Writing this all down while it's still somewhat fresh in my mind.

Problem

At the moment, we have two caches in a first-class implementation—RoomVersionCache and ServerKeyCache. They are currently implemented using InMemoryLRUCache which has the following properties:

  • Caches are registered and reported in Prometheus
  • Immutable caches are really immutable, we'll panic() if we attempt to write to them again with a different value
  • Mutable caches allow changes, but presently there is no downstream invalidation

If we are going to embrace caching as a real architectural design decision, rather than something that we shoe-horn in ad-hoc, then we need to give some thought as to what this will actually look like and the rules we should set for ourselves.

Mutability

To start with, both RoomVersionCache and ServerKeyCache were immutable. Immutable caches are definitely much easier to reason about, since we don't have to worry about invalidating them in other places. Their values will never change. There are all sorts of things that never change—room versions, event type keys, event state keys, so on.
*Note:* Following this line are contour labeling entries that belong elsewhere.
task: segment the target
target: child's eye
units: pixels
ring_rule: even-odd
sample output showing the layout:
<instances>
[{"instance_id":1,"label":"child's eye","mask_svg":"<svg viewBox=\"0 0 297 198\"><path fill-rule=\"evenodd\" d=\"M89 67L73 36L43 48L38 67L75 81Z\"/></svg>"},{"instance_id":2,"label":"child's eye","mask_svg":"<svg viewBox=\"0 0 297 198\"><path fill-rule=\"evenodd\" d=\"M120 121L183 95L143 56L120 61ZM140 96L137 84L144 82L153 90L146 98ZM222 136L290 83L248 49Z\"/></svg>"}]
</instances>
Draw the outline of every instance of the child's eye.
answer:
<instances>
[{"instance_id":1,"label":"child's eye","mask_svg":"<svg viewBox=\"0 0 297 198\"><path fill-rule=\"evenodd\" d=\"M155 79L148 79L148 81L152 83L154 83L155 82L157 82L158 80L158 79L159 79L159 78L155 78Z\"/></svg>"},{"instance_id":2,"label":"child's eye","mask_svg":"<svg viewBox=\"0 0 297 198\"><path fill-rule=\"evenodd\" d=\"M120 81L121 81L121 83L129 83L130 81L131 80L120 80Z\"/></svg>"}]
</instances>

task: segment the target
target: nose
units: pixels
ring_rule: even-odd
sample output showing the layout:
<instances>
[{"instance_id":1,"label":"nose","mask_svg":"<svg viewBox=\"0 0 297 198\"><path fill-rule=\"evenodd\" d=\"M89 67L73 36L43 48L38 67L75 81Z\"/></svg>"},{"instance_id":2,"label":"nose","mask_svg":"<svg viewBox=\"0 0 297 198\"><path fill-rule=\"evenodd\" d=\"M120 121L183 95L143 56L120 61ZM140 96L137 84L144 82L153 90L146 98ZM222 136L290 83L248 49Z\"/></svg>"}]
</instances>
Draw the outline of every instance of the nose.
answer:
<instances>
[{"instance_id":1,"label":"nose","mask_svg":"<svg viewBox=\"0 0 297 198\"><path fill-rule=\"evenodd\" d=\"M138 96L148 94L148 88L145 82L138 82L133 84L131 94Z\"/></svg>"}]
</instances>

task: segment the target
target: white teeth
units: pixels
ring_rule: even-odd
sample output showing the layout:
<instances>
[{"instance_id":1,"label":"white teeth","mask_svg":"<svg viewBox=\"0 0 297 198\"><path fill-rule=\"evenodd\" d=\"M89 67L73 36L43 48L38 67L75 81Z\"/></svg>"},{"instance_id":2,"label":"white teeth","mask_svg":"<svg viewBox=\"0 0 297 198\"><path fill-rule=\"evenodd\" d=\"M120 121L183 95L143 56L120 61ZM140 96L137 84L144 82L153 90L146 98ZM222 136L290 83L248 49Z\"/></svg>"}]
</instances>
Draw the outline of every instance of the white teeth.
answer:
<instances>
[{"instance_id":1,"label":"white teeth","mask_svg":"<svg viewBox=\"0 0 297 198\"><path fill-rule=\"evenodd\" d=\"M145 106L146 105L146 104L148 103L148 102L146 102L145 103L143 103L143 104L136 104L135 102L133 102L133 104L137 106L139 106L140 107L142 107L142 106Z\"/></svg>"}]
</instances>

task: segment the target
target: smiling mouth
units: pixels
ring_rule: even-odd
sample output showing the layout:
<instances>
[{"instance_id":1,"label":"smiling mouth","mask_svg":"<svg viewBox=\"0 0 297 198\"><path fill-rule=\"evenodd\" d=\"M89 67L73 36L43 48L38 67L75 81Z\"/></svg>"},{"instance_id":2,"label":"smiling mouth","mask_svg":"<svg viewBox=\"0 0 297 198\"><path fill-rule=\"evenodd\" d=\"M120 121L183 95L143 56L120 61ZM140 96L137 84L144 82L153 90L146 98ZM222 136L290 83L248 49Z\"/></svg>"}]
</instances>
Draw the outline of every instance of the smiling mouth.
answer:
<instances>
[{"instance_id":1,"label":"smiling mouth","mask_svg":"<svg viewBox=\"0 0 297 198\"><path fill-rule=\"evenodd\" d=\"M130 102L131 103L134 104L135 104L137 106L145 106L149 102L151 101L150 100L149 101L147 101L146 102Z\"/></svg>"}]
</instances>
Following #1094, where we now properly implement key-fetching once the validity of a key passes, we now have had to change ServerKeyCache to be mutable, as otherwise we will panic() when we try to update the cache with the new validity. It's ultimately this that has opened up this discussion further.

Discoverability

In addition to this, we have other caches dotted around which aren't implemented in a first-class caching structure, like transactions.Cache (which is actually used for idempotency/spec compliance rather than optimisation!), EDUCache and possibly others. They aren't reported in Prometheus, they don't guarantee immutability where it is necessary and it's not obvious what the lifetime of these might be to a new developer.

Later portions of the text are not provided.